ただでさえ普段から官邸への取材機会を制限されている「内閣記者会以外(外国プレス・雑誌・フリー等)」にとっては貴重な取材機会のため、申込数は多く、毎回のように抽選が行われている。

この抽選を官邸報道室は公平に行なっていると説明しているが、正直なところ、これについても当初は半信半疑であった。

ところが、フタをあけてみれば筆者が同会見への参加資格を満たした後に申し込んだ3回のうち、なんと2回(8月10日、10月28日)も抽選に当たって参加することができた。連続して抽選に外れることも珍しくない中、非常に幸運だったと言える。

しかも、筆者は初参加となった8月10日(改造内閣発足日)の会見終了時に岸田総理に対して、会見室に響き渡るほどの大声で「8人しかやってません! 短すぎます!」と抗議しているのだ。

この日、大きな注目を集めていた旧統一教会をめぐる問題の説明責任を岸田総理が全く果たさないまま、わずか30分弱の質疑で会見を終えようとした上、質問者8名の大半が極めて形式的で緩い質問に終始。

筆者としては我慢の限界を超える状況だったが、とはいえ初参加の駆け出しフリーランス記者がいきなり総理に“野次”を飛ばしたのだ。官邸からも内閣記者会からも「要注意人物」と一発認定されたことは間違いない。

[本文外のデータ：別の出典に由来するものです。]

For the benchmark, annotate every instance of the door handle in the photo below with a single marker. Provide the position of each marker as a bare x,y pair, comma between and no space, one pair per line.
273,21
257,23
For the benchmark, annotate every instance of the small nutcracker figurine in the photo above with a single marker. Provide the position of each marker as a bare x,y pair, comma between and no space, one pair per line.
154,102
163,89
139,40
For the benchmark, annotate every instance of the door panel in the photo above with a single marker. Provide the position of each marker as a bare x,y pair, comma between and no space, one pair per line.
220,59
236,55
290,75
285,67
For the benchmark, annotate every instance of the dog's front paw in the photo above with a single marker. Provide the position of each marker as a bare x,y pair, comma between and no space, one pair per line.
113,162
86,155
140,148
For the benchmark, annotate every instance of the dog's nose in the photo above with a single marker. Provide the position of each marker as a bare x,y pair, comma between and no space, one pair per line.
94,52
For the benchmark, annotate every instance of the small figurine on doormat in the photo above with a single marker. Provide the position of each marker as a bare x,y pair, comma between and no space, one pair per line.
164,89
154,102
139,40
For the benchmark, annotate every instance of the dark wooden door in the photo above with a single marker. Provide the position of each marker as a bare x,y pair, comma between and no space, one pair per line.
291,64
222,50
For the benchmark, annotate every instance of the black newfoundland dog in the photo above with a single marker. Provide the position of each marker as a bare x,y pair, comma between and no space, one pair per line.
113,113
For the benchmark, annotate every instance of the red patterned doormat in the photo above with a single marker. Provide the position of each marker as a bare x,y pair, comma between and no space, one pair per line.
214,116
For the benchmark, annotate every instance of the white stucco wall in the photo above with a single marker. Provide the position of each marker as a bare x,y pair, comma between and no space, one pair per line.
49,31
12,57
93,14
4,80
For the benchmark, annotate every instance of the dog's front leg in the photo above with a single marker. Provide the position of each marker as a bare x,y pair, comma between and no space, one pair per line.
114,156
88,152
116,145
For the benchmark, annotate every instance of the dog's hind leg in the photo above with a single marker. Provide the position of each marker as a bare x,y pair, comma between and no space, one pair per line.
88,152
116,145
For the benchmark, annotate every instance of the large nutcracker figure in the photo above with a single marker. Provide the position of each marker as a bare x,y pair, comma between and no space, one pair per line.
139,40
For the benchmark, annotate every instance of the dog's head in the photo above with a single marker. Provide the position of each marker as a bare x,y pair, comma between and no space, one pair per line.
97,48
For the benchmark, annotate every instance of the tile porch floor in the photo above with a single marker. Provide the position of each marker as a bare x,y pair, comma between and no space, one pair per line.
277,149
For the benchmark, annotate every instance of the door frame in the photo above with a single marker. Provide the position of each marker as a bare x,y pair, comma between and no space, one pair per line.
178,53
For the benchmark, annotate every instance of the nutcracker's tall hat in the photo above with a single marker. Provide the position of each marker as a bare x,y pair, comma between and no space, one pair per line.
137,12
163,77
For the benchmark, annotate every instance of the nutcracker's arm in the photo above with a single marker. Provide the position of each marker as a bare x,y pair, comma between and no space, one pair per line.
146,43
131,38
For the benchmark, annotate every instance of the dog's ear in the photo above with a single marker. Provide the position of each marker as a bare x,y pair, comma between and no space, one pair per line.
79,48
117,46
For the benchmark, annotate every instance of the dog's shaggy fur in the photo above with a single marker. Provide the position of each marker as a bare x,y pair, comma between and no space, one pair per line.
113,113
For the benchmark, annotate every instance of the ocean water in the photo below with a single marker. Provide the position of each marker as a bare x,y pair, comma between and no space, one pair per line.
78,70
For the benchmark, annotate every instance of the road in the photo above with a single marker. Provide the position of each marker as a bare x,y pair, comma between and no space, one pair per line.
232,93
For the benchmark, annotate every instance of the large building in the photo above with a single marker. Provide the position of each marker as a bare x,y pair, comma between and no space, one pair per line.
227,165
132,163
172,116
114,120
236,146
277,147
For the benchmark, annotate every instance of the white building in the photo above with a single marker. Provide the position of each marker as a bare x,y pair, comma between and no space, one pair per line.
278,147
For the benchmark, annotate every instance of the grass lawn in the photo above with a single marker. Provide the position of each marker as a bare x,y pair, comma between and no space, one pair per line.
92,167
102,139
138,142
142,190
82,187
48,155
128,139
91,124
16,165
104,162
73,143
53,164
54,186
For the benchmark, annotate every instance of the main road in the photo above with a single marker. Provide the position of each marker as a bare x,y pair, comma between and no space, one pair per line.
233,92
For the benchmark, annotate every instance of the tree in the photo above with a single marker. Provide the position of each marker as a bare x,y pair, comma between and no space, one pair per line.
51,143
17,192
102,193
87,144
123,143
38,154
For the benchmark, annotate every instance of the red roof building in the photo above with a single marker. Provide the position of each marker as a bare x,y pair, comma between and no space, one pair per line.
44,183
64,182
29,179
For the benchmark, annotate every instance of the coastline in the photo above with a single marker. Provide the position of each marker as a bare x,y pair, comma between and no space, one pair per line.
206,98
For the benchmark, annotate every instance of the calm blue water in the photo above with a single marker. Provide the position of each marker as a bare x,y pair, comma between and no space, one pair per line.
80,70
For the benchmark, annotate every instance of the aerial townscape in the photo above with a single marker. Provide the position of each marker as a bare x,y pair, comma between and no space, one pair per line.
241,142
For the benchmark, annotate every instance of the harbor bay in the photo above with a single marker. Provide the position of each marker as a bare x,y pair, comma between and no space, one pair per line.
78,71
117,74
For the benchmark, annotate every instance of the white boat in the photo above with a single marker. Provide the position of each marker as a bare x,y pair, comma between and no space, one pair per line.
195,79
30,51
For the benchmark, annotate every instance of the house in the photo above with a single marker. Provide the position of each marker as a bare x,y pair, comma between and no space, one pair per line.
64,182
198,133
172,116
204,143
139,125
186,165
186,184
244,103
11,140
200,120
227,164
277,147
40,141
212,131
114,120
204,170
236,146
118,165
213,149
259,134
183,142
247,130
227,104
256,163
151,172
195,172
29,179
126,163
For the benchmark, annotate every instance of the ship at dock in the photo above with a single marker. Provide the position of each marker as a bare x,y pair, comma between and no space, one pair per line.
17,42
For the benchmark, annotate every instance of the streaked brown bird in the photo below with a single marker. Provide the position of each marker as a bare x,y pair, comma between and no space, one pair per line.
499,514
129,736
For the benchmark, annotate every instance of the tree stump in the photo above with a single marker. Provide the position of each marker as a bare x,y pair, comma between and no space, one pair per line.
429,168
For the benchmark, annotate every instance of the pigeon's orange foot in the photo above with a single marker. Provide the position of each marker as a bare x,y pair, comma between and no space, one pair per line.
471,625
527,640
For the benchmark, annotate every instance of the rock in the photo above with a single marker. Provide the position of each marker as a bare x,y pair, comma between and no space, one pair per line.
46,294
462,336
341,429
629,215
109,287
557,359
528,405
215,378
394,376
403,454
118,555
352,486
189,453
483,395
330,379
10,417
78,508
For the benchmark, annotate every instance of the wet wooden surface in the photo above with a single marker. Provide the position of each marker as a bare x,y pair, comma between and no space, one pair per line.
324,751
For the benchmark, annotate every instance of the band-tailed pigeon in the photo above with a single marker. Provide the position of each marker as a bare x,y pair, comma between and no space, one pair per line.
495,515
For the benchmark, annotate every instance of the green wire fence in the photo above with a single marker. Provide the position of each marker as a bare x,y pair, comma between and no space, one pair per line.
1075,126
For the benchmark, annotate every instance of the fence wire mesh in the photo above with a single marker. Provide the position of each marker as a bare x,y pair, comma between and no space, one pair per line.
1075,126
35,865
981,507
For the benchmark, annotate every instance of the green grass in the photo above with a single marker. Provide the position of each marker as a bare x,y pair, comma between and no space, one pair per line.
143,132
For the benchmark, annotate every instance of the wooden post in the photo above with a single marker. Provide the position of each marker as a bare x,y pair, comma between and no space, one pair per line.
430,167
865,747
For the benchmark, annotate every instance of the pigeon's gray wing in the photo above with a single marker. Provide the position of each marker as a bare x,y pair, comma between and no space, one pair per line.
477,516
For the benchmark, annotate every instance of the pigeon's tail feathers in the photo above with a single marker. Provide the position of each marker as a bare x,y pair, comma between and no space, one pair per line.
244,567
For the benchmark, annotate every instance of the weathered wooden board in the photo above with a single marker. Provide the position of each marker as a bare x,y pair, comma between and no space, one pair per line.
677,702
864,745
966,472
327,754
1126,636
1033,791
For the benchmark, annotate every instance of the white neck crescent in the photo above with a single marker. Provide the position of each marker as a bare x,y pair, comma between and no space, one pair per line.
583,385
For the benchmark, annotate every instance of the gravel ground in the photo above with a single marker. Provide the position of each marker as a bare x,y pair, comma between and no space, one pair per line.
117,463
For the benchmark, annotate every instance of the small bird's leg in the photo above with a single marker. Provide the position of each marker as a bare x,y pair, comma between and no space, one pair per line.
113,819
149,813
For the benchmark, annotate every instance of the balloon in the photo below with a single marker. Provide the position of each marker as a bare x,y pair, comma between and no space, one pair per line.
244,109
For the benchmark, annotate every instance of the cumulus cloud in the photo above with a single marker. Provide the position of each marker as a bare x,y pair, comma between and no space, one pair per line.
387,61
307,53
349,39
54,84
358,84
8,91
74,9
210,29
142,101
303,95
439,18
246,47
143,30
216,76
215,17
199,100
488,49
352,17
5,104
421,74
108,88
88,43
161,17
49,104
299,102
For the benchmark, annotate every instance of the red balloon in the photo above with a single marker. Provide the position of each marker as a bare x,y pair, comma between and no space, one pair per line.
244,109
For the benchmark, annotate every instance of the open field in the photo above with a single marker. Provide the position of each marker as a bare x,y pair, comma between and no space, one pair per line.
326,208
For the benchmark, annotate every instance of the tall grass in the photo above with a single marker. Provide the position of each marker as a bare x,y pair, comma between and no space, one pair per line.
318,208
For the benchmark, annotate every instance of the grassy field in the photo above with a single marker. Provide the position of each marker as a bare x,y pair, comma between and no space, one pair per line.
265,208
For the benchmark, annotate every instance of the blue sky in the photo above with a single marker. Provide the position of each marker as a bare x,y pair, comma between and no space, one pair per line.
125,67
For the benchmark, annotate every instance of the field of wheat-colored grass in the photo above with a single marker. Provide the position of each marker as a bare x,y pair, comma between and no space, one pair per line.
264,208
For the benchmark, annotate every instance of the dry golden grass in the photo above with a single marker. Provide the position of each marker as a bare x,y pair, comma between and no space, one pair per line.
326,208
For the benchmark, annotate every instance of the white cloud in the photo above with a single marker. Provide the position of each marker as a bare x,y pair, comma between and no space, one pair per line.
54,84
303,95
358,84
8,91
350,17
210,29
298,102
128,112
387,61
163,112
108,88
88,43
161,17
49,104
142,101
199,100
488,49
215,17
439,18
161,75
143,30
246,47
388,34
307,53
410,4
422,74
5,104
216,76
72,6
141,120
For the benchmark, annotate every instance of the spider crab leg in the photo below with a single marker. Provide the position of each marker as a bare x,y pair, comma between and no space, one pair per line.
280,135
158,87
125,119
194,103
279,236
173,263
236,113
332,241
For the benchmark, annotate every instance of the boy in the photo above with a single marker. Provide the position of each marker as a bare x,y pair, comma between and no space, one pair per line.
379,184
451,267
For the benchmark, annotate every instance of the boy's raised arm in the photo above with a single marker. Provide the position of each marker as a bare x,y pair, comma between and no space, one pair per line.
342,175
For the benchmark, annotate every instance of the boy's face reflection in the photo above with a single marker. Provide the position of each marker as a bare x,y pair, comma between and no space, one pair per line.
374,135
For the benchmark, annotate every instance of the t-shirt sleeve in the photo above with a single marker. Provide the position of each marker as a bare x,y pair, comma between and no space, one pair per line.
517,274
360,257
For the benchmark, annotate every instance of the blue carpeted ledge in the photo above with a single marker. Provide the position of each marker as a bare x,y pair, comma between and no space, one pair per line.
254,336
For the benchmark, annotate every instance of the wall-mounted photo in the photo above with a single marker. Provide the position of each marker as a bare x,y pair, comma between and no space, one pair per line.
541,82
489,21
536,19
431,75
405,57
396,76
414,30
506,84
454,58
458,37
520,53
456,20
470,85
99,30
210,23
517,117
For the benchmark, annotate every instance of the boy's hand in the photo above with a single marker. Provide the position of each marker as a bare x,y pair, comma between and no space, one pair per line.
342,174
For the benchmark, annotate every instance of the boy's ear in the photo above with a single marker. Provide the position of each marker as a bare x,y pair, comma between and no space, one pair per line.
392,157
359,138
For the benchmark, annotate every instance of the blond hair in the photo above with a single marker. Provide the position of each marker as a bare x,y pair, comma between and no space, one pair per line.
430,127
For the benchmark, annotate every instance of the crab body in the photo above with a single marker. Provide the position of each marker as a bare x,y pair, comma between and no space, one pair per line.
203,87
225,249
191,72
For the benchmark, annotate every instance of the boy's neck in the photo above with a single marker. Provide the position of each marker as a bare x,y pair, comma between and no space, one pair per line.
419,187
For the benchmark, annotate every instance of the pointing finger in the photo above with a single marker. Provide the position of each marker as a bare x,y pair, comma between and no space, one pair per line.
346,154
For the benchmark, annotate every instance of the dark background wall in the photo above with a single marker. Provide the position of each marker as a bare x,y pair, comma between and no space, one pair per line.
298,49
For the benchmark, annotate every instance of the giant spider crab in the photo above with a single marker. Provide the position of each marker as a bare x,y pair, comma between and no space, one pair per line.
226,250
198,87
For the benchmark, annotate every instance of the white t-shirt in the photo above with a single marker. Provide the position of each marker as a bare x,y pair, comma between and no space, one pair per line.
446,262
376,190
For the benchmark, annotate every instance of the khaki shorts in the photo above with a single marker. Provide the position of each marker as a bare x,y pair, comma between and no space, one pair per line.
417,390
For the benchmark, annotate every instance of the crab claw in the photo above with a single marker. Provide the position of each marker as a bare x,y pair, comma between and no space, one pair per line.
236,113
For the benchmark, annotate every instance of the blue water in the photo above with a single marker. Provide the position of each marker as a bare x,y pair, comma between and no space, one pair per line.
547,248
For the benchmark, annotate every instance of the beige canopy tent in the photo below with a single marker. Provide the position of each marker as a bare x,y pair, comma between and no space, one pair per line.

*外部配信サイト等で動画を再生できない場合は筆者のYoutubeチャンネル「犬飼淳」で視聴可能。

ここまで好き勝手に行動していたにもかかわらず、その次の2回目の参加で初めて質問することができたのだ。フリーランス記者の場合、初参加から初質問までに数年、人によっては10年近くかかったとも聞いていたので、筆者は極めて幸運だ。

こうした事実を踏まえると、総理大臣記者会見は確かに閉鎖性が高いが、ギリギリのところで最低限の公平性は担保されているのかもしれない。